Paul LePage, whose compelling life story and anti-establishment message lifted the Republican to victory in November, pledged to bring an open-minded, nonpartisan approach to the Blaine House on Wednesday after being sworn in as the state’s newest governor.
LePage took the oath of office at approximately 12:25 p.m. as his family and four governors looked on from the stage and more than 5,000 energized supporters watched from the seats of the Augusta Civic Center. An evening reception for LePage at the civic center drew an estimated 4,000 people.
Addressing the crowd immediately after taking the oath, LePage echoed many of the themes of his gubernatorial campaign: government accountability, improving Maine’s business climate, education and welfare reform, and listening to residents about their concerns.
Saying, “I have four years and a job to do,” LePage also repeated what has become a chorus of his incoming administration: putting people before politics.
LePage elicited a roar of approval from the crowd when he said the framers of Maine’s constitution “had it right” when they left out the word “politics” and any mention of specific political parties. The word “people,” on the other hand, appears 49 times in the document, he said.
“Partisan affiliations, political leanings and the obsession with winning and losing have been getting in the way of solving our problems,” LePage said. “We need a new approach and it starts here. It starts today and I need all of your help.”
Wednesday’s inaugural ceremonies capped a seemingly storybook narrative for the 62-year-old.
Homeless at age 11 after running away from an abusive father, LePage eventually was taken in by two Lewiston families and worked his way through college with the help of others. He succeeded in business — most recently as general manager of the Marden’s discount chain store — and served as mayor of Waterville before launching his campaign for governor.
“Paul says together we can move Maine forward, and he is right,” said Bruce Myrick, whose family took the young LePage in from the streets. “He is a product of that spirit and we are very proud of him.”
Inauguration day began early Wednesday with all of the official ceremony that accompanies the installation of a new governor. A delegation of lawmakers, after affirming the results of the November election, walked from the State House to the Blaine House to deliver the good news to a waiting LePage.
The new governor then had coffee and tea in the Blaine House with four of his predecessors: John Baldacci, Angus King, John McKernan and Joseph Brennan. In a break from recent practice, all four of the former governors also attended the inauguration.
During his speech, the newly minted governor pledged to listen to anyone and said there would be no “favors for special interests.” He also announced plans for town hall meetings throughout Maine, breakfast gatherings with groups and constituent service hours.
But his speech also included some of the campaign rhetoric that proved so popular with an electorate frustrated with government and the slow economic recovery.
Some of the loudest rounds of applause from the predominantly Republican crowd came when he said, “I do not care about editorials” and promised to address the concerns of “taxpayers tired of footing the bill for a bloated establishment in Augusta.”

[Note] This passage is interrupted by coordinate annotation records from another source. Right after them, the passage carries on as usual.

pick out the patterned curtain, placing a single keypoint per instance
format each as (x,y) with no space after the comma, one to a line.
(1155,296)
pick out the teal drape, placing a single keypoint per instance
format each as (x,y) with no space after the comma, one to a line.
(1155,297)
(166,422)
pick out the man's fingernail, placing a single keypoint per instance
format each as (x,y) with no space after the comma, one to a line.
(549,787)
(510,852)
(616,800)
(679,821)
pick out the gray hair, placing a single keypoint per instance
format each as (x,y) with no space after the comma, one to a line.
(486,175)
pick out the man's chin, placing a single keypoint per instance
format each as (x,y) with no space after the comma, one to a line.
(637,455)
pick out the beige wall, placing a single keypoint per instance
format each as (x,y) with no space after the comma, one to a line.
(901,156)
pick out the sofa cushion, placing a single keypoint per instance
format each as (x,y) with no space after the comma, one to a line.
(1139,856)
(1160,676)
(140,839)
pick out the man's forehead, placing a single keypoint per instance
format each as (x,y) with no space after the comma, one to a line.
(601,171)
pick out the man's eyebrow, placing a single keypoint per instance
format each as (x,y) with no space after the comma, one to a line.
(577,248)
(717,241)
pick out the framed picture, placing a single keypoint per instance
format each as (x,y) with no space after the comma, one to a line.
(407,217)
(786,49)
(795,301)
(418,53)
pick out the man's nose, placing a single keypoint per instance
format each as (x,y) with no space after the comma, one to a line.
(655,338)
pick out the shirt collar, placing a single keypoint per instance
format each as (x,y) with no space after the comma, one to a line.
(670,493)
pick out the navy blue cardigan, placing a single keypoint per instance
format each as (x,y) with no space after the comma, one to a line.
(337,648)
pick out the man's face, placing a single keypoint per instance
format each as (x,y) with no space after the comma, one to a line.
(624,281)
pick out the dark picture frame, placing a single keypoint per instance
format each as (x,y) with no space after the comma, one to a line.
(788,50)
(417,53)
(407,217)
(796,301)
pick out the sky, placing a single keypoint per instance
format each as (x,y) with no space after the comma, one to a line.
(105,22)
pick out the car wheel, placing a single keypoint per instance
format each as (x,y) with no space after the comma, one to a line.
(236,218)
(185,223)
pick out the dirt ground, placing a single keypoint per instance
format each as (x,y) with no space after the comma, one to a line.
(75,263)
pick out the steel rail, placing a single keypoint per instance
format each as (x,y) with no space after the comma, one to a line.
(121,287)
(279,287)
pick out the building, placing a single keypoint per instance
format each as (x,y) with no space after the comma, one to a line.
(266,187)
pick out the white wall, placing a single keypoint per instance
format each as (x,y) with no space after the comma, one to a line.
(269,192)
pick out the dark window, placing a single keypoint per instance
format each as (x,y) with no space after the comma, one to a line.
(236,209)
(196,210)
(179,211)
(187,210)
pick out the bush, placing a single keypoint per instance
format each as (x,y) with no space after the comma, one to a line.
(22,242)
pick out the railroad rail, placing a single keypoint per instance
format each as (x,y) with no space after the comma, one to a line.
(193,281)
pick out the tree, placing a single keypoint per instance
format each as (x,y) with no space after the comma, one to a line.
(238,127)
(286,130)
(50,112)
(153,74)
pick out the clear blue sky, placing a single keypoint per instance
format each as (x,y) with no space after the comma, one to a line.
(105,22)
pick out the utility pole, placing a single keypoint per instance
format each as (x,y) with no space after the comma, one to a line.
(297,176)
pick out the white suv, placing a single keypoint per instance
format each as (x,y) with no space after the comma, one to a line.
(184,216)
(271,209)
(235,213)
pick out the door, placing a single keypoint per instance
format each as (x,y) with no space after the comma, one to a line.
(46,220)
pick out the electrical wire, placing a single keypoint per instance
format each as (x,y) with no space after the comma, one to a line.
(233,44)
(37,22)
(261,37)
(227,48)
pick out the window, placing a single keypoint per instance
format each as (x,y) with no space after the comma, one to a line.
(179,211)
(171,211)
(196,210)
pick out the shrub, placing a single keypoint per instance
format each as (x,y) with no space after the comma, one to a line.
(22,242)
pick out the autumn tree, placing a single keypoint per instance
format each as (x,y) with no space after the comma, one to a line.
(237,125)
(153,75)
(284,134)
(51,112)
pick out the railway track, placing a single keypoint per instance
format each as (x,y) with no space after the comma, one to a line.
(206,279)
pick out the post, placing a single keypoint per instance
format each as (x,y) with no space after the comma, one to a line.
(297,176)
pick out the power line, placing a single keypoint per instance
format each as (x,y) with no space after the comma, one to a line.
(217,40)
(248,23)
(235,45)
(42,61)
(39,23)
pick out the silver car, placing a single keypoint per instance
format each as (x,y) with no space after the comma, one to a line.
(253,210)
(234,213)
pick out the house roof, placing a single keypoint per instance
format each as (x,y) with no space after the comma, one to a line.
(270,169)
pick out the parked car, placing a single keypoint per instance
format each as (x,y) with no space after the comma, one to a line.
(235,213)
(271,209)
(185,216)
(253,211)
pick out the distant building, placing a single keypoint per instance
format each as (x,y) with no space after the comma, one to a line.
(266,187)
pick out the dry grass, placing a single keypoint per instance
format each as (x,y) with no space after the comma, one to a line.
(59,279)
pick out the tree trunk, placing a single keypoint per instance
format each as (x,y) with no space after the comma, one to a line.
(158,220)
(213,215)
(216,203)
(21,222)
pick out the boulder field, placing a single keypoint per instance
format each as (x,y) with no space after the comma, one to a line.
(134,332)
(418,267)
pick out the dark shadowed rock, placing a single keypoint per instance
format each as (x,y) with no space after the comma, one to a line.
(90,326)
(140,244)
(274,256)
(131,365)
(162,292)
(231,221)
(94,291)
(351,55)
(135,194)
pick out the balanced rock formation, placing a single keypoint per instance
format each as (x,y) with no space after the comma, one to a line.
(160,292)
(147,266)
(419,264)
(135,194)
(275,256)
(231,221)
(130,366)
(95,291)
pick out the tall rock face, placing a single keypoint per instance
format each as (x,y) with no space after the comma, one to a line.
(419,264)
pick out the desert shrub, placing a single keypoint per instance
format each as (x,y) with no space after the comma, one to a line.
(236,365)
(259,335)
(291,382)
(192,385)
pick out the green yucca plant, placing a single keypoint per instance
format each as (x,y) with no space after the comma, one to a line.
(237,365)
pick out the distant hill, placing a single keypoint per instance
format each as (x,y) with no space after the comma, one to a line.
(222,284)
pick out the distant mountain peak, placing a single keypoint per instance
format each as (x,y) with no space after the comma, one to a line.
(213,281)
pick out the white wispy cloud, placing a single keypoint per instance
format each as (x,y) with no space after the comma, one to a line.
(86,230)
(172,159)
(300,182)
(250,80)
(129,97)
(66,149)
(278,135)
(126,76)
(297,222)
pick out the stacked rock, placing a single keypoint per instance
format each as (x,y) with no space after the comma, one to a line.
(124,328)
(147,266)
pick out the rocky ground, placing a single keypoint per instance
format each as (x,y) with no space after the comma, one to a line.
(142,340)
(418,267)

“It is time to make state government more accountable,” LePage said to loud cheers. “It is time to deliver value to our taxpayers. It is time to put people ahead of politics.”
After the inauguration, Rep. David Webster, D-Freeport, said he was disappointed to hear LePage continue to refer to state government as “bloated.” Webster suggested that LePage and the Legislature’s new Republican leadership soon will learn that cutting the budget without decimating services is easier said than done.
“I just feel sorry for all the state workers who are hearing that,” said Webster, who serves on the budget-writing Appropriations and Financial Affairs Committee. “I’ve seen those people — a lot of them — working long hours for nothing. At night and on the weekends, there they are.”
Democratic leaders welcomed LePage’s assurances that he will accept good ideas from anyone, regardless of political label. But they expressed concerns about the lack of specifics in his speech and what they viewed as partisan rhetoric on issues such as welfare.
House Minority Leader Emily Cain, D-Orono, said Democrats do not want to see the state move backward in the areas of environmental protection, education and support for the state’s most vulnerable residents.
Cain said much of LePage’s address sounded like a campaign speech, adding that calling government “bloated” and targeting welfare may be popular politically but does not address the underlying problems facing the state.
“The goals that the governor has laid out about job creation, about economic prosperity for the state of Maine, are things that we all want,” said Cain. “But now it is time for us to find out what the numbers mean, what the policies are that he will be proposing, what the budget will look like. Because that will determine our ability to move with the kind of lofty goals that he put before us today.”
The inaugural ceremony, which was actually a special joint session of the Legislature, featured performances from a drumming and choral group of Passamaquoddy young people as well as the Maine Steiners, an a cappella group from the University of Maine.
Military personnel from Maine also were featured prominently throughout the ceremony, from the Maine Army National Guard’s 195th Army Band to the All-Service Honor Guard that included representatives from the Army, Navy, Air Force, Marines and Coast Guard.
An estimated 4,000-plus people returned to the civic center Wednesday evening for an informal reception, which the governor had requested rather than the traditional inaugural ball in order to reduce costs.
LePage and his wife, Ann, greeted supporters waiting in the lengthy receiving line, with the governor frequently stopping to sign inauguration programs or other keepsakes.
During the campaign, LePage frequently said one of his first acts as governor would be to erect a sign at the southern end of the Maine Turnpike proclaiming that Maine was “open for business.”
And just before 8 p.m. Wednesday, LePage received a gift inspired by that pledge: a large, blue highway sign reading “OPEN FOR BUSINESS.”
The sign was the idea of John Stewart and Cynthia Rosen, a couple from Washington, who solicited donations ranging from $5 to $100 from LePage supporters. Stewart said he purchased the official highway sign for $1,300 from a sign-manufacturing company in Texas.
“We’ll take a ride to Kittery in the morning and we’ll put it up,” LePage said, grinning.